第四百四十九章 飞鸟的归宿,本就是属于长空的
    木屋内。

    北冥子与太渊对坐榻上,论道之声清越。

    太渊目光落于火炉和铜壶,道:“火生于动,水生于静。动静相生,水火相息。水火为用,草木为体。用生于利,体生于害。”

    “比如说,这炉子里的柴与火,火本无体,通过柴燃烧后才有体。柴本无作用,待火烧起后才为有用。”

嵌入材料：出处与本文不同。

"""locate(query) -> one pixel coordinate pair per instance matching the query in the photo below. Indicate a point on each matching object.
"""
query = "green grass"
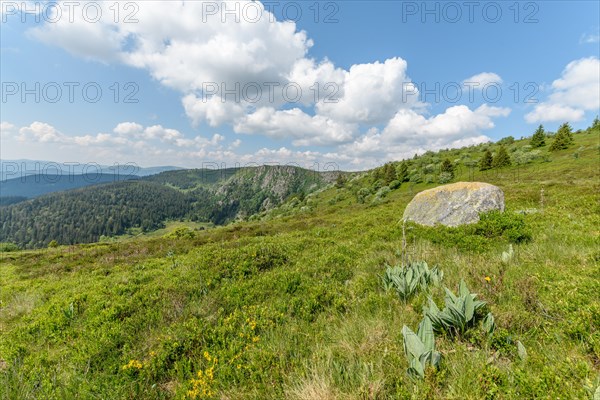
(291, 303)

    北冥子抚须道:“按照太渊道友之论,凡有体之物,都是可以燃烧了?”

    “不错。”太渊道。

    “《道经》有云,上善若水。”北冥子话锋一转,“那么,水有体乎?”

    “自然是有的。”太渊道。

    “火能焚水乎?”北冥子问。

    太渊沉吟片刻,道:“火之性,遇水后,能与之对立而不能与之相随,所以火灭。水之性,遇火后,能与之相随而不能与之相对立,所以水热。因此,有热水而无凉火,都是因水火相息之理”

    二人话语渐深,从水火之性,延展至人伦万物。

    榻边旁听的弄玉与赤松子屏息凝神,边听边思考。

    弄玉虽然知晓部分道家玄理,却也渐渐跟不上这种思辨。

    北冥子忽然发问:“何为我?何为物?”

    太渊道:“以万物为标准,则我也是物。以我为标准,则万物也是我。我与物一样,则道理简单明了。”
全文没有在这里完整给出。